Forum Moderators: phranque

Message Too Old, No Replies

.htaccess and removing php and trailing slashes

Need to ammend this code but stuck! Any help welcome :)

         

intotheblue

9:55 am on Oct 20, 2011 (gmt 0)

10+ Year Member



Hi everyone,

I was a member by another name, but this was quite a few years ago and don't have access any more to the email so can't access that account! I've now come across a problem and knew this would be the place to come back to and ask! :)

Ok so I have some code that allows the .php extension to be removed:


Options +FollowSymLinks -Indexes
DirectorySlash Off

RewriteEngine On

## Remove trailing slashes...
# If it's a directory
RewriteCond %{SCRIPT_FILENAME} -d [OR]
# or it's a PHP file.
RewriteCond %{DOCUMENT_ROOT}/$1.php -f
# Redirect to remove the trailing slash.
RewriteRule ^(.+)/$ /$1 [R=301,L]

## Remove .php
# If it's a .php file
RewriteCond %{ENV:REDIRECT_STATUS} ^$
RewriteCond %{SCRIPT_FILENAME} -f
RewriteRule ^(.+)\.php$ /$1 [R=301,L]

## Add .php.
# If a .php file exists
RewriteCond %{DOCUMENT_ROOT}/$1.php -f
RewriteRule ^(.*[^/])/?$ /$1.php [QSA,L]


This seems to work well on one site I use it for (might not be the most efficient though, so apologies), however I'm trying to adapt it for use in another site but can't get it to work.

The problem I'm having the above site has all its files in the root, so works fine. The second site has its main files in /subdirectory/ and so doesn't work. I've ammended the very last line to:

RewriteRule ^(.*[^/])/?$ /subdirectory/$1.php [QSA,L]


which seems to work, but I don't really know enough to start messing around with the code too much. I tried using RewriteBase to set it to /subdirectory/ but that seemed to have no effect.

Any help or pointers would be very much appreciated. Sorry if this has been asked before! :)

g1smd

10:00 am on Oct 20, 2011 (gmt 0)

WebmasterWorld Senior Member 10+ Year Member Top Contributors Of The Month



Don't use .* or .+ at the beginning of a pattern. Use something that parses left to right. The .* grabs the entire input and forces hundreds of back off and retry trial matches.

The /?$ allows a URL request with or without a trailing slash, and therefore promotes duplicate content.
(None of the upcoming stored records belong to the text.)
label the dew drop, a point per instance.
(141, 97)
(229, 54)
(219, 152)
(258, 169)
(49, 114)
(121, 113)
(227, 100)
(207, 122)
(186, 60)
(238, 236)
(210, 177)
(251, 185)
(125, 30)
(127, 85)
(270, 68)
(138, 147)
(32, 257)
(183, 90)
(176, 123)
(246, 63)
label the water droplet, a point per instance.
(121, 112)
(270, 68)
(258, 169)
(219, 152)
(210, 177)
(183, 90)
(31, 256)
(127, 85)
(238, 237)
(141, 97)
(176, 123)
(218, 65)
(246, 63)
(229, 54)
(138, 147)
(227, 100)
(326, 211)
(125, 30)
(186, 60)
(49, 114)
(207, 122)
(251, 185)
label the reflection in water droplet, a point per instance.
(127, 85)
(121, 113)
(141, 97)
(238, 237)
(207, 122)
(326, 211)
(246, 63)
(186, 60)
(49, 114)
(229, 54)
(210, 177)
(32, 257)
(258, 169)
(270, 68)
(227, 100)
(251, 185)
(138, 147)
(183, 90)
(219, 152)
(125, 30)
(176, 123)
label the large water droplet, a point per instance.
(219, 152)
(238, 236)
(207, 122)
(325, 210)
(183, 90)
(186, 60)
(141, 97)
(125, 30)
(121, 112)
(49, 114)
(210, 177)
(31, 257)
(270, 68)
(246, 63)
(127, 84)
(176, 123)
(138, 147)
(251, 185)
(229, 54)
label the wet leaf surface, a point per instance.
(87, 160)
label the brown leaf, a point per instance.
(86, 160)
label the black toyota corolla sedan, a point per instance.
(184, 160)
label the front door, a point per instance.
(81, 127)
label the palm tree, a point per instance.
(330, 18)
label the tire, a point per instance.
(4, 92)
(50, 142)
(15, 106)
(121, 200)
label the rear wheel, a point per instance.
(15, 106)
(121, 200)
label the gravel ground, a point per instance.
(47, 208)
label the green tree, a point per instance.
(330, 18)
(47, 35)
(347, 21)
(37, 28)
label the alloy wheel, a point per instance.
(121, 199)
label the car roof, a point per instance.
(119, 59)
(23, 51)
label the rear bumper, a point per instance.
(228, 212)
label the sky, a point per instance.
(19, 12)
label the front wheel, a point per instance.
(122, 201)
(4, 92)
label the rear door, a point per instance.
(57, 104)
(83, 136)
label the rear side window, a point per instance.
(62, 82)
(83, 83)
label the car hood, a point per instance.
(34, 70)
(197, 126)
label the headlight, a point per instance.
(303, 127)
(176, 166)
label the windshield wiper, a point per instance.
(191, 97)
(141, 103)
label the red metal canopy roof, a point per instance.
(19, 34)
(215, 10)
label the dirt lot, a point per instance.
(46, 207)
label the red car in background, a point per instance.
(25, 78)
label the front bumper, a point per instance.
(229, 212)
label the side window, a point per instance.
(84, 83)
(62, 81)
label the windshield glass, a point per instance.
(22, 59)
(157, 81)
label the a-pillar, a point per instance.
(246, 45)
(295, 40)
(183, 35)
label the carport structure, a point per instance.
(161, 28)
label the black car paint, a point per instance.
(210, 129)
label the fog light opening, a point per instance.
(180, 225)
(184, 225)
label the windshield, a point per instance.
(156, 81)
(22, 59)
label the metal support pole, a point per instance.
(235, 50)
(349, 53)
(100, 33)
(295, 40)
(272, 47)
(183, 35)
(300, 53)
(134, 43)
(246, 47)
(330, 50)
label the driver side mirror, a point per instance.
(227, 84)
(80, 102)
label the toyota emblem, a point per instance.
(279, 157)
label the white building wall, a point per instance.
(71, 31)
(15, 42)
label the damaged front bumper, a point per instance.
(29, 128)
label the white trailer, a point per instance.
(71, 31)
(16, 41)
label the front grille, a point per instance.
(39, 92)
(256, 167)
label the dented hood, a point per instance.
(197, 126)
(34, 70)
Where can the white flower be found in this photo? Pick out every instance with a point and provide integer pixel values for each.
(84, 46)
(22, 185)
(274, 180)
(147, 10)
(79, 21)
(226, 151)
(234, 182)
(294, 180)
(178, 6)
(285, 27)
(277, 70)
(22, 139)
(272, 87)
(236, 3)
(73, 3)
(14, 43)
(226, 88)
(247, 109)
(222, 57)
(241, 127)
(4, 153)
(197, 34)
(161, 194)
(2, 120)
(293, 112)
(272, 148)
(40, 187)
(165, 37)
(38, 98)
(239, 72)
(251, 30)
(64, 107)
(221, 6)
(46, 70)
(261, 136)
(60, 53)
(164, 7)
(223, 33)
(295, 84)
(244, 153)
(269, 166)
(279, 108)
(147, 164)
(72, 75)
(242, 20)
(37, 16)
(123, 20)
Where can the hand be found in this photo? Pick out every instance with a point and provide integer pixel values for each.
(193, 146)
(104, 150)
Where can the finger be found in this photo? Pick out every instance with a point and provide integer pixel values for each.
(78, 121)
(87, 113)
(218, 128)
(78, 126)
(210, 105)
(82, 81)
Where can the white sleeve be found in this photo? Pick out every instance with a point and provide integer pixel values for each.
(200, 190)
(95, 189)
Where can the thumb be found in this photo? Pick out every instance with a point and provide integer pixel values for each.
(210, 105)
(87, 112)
Redirects should include the protocol and domain name in the target URL otherwise they either promote duplicate content or create an unwanted multiple step redirection chain for non-canonical requests.

The -f and -d checks are very slow as they make the server read the hard drive twice for every request. By selecting better RegEx patterns and in one instance testing THE_REQUEST instead of the hard drive, some of those conditions can be eliminated from the code.

intotheblue

10:59 am on Oct 20, 2011 (gmt 0)

10+ Year Member



Thanks g1smd, knew it wouldn't be the best ;) Doing some further reading here I came across this:

#unless directory, remove trailing slash
RewriteCond %{REQUEST_FILENAME} !-d
RewriteRule ^(.*)/$ $1 [R=301,L]

#redirect external .php requests to extensionless url
RewriteCond %{THE_REQUEST} ^(.*)\.php([#?][^\ ]*)?\ HTTP/
RewriteRule ^(.*)\.php$ $1 [R=301,L]

#resolve .php file for extensionless php urls
RewriteRule ^(([^/]+/)*([^/.]+))/$ /$1.php [L]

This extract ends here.